Pourtant, dès 1962, un grand domaine, la ferme Boulieu-Vernay, fut créé à Montalieu-Vercieu en Isère. Le domaine de Boulieu, doté d’un troupeau Holstein performant venu du Canada, cherchait à mieux organiser le temps de travail pour permettre à chacun de se libérer des contraintes d’un élevage laitier exigeant. Soixante ans plus tard, la ferme de Boulieu, cédée plusieurs fois, ne peut économiquement fonctionner qu’en transformant son lait en fromages et en valorisant ses bêtes à viande via les circuits courts. En dépit des résultats techniques montrés en exemple, les prix payés aux éleveurs du lait comme de la viande n’ont pas permis de pérenniser, dans sa forme industrielle initiale, la ferme de Boulieu

La ferme de Boulieu (Isère) et ses 1 000 vaches se voulait moderne et industrielle.
Les lois d’orientation agricoles de 1960 et 1962
La loi d’orientation agricole de 1960 et sa loi complémentaire de 1962 visaient surtout à restructurer un foncier morcelé et peu productif pour créer des exploitations d’une surface moyenne de 30 à 50 ha permettant de faire vivre un ménage. C’est le modèle d’exploitation à deux UTH (Unité de Travail Humain) dans des conditions de revenu équivalent au reste de la population active du pays.

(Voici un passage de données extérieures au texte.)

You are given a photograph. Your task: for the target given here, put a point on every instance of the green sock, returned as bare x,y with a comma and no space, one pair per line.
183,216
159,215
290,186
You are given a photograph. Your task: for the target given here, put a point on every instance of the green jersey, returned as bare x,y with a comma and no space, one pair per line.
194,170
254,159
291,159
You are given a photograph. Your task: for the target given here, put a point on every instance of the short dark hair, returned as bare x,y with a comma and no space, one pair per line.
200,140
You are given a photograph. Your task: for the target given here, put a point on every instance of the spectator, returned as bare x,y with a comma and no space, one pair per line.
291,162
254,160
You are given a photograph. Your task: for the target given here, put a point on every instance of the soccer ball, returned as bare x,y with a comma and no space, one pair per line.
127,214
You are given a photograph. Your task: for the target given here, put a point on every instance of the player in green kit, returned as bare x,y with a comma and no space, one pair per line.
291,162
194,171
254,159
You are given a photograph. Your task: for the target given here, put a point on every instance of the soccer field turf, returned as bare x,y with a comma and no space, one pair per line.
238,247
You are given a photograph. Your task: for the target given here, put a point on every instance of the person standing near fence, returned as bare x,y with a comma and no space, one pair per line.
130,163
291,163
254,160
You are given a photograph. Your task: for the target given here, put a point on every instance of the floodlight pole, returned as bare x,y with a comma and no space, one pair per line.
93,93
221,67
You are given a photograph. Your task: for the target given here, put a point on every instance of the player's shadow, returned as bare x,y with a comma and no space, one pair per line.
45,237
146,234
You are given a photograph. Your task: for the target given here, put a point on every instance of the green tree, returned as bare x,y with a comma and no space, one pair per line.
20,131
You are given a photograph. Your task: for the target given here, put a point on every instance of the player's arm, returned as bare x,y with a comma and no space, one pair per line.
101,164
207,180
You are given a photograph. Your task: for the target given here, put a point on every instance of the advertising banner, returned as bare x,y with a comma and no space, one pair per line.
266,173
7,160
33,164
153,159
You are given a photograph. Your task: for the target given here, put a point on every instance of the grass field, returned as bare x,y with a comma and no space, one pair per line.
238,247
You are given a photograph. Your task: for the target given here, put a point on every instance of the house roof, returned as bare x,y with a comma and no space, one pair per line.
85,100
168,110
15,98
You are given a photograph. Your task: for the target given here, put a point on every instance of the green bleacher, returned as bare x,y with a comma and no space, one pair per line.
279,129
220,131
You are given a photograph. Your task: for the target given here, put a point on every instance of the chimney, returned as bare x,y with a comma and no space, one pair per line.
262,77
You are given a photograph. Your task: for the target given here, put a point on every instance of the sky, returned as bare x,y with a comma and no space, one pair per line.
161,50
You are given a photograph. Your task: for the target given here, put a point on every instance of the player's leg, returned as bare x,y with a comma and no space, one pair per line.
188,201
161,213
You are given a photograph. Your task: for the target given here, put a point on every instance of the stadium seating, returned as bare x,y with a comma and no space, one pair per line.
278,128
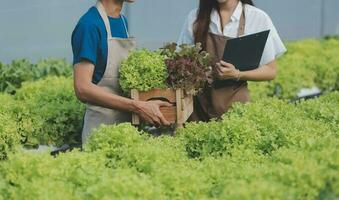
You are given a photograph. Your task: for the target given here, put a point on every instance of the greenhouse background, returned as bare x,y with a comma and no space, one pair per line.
37,29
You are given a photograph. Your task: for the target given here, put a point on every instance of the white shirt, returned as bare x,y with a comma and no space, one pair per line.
256,21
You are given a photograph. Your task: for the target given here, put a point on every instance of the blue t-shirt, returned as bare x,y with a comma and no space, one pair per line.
89,40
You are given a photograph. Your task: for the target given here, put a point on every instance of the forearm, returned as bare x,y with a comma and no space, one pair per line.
96,95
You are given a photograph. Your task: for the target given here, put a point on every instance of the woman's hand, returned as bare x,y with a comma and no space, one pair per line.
149,111
226,70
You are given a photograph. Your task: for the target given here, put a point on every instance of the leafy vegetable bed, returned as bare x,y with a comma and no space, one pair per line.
267,149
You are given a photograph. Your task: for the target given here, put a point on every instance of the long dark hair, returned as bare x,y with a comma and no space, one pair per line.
201,25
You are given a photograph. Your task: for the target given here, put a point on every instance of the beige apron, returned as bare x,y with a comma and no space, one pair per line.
118,49
214,102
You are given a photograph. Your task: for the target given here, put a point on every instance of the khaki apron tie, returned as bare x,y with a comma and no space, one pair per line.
118,49
212,102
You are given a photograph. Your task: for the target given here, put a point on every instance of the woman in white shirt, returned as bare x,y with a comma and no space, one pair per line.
215,22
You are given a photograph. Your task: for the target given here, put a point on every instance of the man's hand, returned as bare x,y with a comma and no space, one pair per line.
149,111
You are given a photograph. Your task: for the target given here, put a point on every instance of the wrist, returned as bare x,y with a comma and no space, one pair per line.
135,106
241,76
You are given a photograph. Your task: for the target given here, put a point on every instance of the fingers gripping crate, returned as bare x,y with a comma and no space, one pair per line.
178,113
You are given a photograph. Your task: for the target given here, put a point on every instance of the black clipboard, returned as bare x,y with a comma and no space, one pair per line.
244,53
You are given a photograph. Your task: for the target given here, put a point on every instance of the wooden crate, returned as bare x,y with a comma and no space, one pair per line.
177,114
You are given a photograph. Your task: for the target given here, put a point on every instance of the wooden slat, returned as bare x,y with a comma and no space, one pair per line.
169,113
180,113
168,94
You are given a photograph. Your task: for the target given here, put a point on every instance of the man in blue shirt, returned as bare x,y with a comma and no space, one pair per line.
100,41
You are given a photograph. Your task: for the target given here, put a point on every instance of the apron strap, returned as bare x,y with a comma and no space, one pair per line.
242,22
104,17
123,20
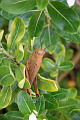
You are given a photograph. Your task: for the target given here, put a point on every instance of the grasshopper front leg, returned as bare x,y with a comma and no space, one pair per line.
36,87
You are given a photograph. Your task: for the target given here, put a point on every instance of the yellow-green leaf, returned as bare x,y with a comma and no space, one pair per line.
19,53
46,84
5,97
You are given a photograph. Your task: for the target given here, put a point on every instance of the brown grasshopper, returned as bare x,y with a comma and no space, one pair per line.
32,67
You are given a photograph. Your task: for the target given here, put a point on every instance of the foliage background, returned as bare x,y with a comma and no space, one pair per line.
33,24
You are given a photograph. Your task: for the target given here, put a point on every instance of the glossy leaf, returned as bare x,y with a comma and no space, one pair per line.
54,74
20,76
67,105
78,79
60,56
68,65
40,105
67,21
42,117
48,65
14,115
75,114
25,103
49,37
6,76
36,24
1,34
46,84
52,118
72,93
69,54
75,38
17,31
5,97
41,4
19,53
50,102
60,94
2,117
26,117
17,6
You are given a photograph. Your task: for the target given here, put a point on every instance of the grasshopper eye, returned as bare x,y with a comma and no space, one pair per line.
40,52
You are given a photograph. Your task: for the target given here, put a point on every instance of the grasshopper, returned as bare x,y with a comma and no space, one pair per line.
32,67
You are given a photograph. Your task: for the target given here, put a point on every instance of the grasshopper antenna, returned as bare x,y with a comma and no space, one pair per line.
40,43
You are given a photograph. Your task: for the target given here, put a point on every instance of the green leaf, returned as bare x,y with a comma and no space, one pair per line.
52,118
20,76
48,65
60,94
36,24
75,114
17,6
50,37
67,105
1,34
72,93
26,117
17,31
69,54
46,84
67,65
19,53
78,79
54,74
2,117
41,4
75,38
59,57
66,21
5,97
6,76
42,117
50,102
14,115
40,105
25,103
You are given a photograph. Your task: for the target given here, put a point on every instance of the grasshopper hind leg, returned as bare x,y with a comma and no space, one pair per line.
24,89
36,87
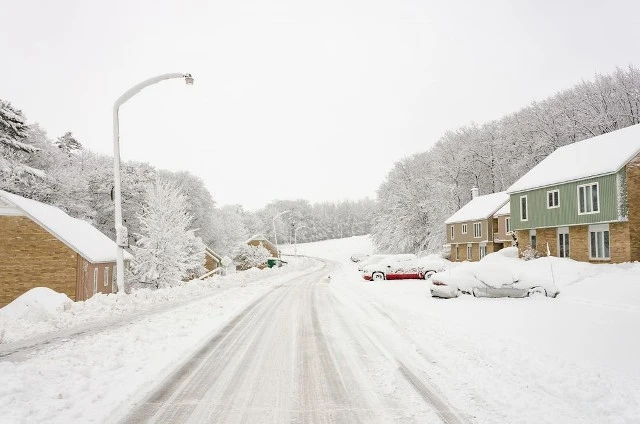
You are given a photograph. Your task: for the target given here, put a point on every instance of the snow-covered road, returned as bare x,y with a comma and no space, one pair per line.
295,355
291,345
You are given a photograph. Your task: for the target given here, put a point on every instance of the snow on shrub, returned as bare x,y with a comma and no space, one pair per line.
252,256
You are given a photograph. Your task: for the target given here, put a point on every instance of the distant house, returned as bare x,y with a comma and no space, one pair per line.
40,245
260,239
471,230
502,226
212,261
583,200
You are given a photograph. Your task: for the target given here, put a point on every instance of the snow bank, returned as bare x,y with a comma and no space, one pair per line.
36,305
43,314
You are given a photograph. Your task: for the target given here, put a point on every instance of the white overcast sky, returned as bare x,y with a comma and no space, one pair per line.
293,98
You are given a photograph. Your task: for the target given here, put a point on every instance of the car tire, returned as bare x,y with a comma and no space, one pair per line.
428,274
377,276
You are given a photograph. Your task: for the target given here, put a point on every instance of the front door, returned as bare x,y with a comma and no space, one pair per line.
563,243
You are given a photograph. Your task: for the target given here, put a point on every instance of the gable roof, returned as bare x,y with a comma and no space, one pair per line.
601,155
505,210
79,235
481,207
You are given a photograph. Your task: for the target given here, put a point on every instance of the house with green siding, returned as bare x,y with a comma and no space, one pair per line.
583,200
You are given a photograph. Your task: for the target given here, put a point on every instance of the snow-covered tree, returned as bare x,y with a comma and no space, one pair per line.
13,128
251,256
68,143
167,249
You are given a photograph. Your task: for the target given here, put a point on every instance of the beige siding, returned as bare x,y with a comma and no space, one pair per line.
487,232
32,257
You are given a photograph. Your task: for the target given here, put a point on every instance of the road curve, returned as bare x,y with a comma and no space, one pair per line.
280,361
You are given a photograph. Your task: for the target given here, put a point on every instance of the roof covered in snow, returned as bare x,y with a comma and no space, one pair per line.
79,235
481,207
505,210
604,154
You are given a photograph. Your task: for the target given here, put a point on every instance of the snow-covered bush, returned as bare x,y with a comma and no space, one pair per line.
167,250
252,256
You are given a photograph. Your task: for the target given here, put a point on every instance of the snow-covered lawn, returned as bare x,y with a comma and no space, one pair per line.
573,359
84,379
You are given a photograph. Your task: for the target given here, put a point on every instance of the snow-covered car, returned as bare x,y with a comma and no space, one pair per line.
413,269
374,259
487,279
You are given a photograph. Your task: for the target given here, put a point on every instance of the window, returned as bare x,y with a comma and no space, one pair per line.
553,199
533,239
563,242
599,242
588,199
477,230
524,212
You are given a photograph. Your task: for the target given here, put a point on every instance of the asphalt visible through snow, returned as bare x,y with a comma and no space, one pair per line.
296,355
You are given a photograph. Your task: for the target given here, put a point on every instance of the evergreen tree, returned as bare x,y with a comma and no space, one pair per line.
13,128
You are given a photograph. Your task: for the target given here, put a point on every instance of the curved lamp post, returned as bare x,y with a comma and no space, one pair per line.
275,233
122,238
295,239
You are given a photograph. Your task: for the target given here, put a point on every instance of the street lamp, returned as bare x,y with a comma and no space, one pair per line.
122,238
275,232
295,239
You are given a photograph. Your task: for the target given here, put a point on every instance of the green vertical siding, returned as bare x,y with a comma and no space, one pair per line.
567,213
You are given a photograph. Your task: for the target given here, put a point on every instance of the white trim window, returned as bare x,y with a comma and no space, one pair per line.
588,199
524,208
477,229
599,248
553,199
533,239
563,242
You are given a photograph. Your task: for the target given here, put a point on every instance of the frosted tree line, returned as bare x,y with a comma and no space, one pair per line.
423,190
63,173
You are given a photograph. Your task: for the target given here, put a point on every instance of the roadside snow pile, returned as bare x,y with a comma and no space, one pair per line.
36,305
505,268
45,311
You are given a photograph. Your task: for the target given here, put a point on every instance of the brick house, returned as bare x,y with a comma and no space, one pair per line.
583,200
471,231
40,245
260,239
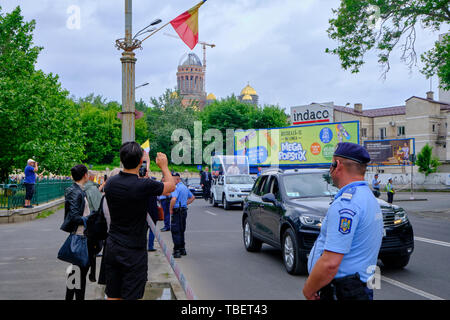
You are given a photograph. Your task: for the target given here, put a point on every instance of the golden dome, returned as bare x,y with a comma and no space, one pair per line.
248,90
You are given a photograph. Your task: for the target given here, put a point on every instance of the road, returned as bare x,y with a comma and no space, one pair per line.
218,266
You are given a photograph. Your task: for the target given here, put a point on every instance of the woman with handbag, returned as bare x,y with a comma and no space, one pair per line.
75,249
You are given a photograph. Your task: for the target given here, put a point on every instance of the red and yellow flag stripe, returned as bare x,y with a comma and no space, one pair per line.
186,25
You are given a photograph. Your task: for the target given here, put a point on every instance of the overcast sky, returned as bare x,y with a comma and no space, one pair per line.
276,46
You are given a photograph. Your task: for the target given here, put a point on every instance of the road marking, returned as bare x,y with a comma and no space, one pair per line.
411,289
440,243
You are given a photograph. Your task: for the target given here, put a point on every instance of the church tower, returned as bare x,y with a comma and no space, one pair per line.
190,80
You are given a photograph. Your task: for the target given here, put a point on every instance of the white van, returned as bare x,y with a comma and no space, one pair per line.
232,181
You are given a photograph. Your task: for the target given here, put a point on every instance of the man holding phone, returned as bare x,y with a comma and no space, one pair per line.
126,257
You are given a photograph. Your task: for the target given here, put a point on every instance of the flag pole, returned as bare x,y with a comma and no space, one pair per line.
155,32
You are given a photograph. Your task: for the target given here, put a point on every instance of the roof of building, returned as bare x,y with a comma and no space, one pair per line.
248,90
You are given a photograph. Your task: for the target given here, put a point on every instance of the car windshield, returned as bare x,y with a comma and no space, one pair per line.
308,185
239,180
193,181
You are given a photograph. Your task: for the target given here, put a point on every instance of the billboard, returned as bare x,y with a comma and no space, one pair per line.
307,145
312,113
394,152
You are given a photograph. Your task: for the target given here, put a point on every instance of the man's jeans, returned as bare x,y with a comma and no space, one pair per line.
165,204
178,227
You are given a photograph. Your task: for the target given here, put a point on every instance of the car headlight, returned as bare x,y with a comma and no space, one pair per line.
311,221
400,217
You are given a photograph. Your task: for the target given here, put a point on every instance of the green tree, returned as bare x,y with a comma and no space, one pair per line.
354,30
426,162
165,115
37,119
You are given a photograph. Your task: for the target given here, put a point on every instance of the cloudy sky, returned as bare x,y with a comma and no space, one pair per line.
276,46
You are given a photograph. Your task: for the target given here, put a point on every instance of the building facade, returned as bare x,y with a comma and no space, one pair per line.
190,81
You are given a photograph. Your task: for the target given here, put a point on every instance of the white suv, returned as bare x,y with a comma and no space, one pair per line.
230,190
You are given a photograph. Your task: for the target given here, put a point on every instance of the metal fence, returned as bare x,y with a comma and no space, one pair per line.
13,195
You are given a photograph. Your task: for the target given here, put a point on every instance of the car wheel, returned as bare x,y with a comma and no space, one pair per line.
226,204
291,256
396,262
251,243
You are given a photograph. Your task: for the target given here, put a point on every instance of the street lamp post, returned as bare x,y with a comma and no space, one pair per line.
128,60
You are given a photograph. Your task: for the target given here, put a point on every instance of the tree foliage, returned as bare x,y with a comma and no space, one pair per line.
426,162
355,29
37,119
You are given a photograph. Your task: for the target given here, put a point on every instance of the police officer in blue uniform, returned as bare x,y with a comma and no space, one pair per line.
181,198
345,254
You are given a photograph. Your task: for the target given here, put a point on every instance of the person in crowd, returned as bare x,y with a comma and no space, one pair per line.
341,260
376,186
126,256
390,191
205,182
165,204
30,181
76,210
181,198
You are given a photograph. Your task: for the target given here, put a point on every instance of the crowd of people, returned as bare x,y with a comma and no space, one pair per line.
130,200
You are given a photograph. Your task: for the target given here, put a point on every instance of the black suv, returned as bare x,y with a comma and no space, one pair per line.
286,210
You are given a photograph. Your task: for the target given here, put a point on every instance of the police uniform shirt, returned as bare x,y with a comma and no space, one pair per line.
182,194
353,226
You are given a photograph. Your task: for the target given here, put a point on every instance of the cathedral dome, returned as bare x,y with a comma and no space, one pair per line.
248,90
190,59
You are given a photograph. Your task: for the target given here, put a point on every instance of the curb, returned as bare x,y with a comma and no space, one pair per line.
27,214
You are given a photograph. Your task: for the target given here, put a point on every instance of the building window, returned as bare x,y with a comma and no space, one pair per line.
364,132
382,133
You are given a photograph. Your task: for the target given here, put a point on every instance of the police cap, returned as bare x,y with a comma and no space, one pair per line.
352,151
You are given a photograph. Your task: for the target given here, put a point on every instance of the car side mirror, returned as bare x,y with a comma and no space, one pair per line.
270,197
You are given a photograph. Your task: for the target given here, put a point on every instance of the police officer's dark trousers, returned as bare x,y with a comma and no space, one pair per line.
346,288
178,227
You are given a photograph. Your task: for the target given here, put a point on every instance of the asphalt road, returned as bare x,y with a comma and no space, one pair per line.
218,266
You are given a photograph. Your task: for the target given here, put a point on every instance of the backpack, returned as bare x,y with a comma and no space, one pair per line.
97,228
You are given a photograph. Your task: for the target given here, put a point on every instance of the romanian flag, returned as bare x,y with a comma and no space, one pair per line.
186,25
146,146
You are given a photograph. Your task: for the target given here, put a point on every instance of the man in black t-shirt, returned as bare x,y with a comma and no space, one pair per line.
126,258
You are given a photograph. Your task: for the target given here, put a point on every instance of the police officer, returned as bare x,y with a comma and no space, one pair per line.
181,198
345,254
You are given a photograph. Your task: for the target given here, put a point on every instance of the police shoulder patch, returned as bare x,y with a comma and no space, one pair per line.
345,225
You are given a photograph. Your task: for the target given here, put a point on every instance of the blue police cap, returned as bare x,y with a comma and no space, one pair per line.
352,151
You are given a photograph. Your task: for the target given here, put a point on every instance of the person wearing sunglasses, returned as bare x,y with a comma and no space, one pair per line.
343,259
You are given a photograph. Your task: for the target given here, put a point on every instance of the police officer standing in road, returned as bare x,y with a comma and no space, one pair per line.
181,198
345,254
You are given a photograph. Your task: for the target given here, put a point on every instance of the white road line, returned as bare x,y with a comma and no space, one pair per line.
411,289
440,243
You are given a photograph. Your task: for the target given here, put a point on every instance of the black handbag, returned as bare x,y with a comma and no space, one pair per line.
97,228
75,250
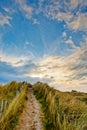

L’opposition des propriétaires aux remembrements, comme ici en Bretagne en 1972, a également touché l’Ain.
Ce premier objectif est à l’origine de la création des SAFER (Société d’Aménagement Foncier et d’Établissement Rural) et du FASASA (Fonds d’Action Social pour l’Aménagement des Structures Agricoles) qui permit la création des ADASEA (Association Départementale pour l’Aménagement des Structures et Exploitations Agricoles) et la mise en place l’IVD (Indemnité Viagère de Départ), une mesure emblématique de l’époque. Les lois réactualisent le « contrôle des cumuls d’exploitations » pour limiter l’accaparement des surfaces libérées au seul profit des plus entreprenants, ou des plus fortunés. Le statut du fermage établi en 1946 est consolidé dans le but de permettre la modernisation des exploitations par le fermier. La loi de 1960 institue les organisations de producteurs regrouper la production de plusieurs exploitations agricoles et mutualiser sa mise en marché. La loi complémentaire du 8 août 1962 fonde juridiquement les GAEC (Groupements Agricoles d’Exploitation en Commun) aujourd’hui très répandus. Les lois d’orientation de 1962 ont permis à l’agriculture française de s’inscrire dans la Politique Agricole Commune (PAC), instaurée par l’Europe en 1962.

L’IVD a facilité l’installation de jeunes agriculteurs et permis aux agriculteurs âgés d’améliorer leur modeste retraite agricole.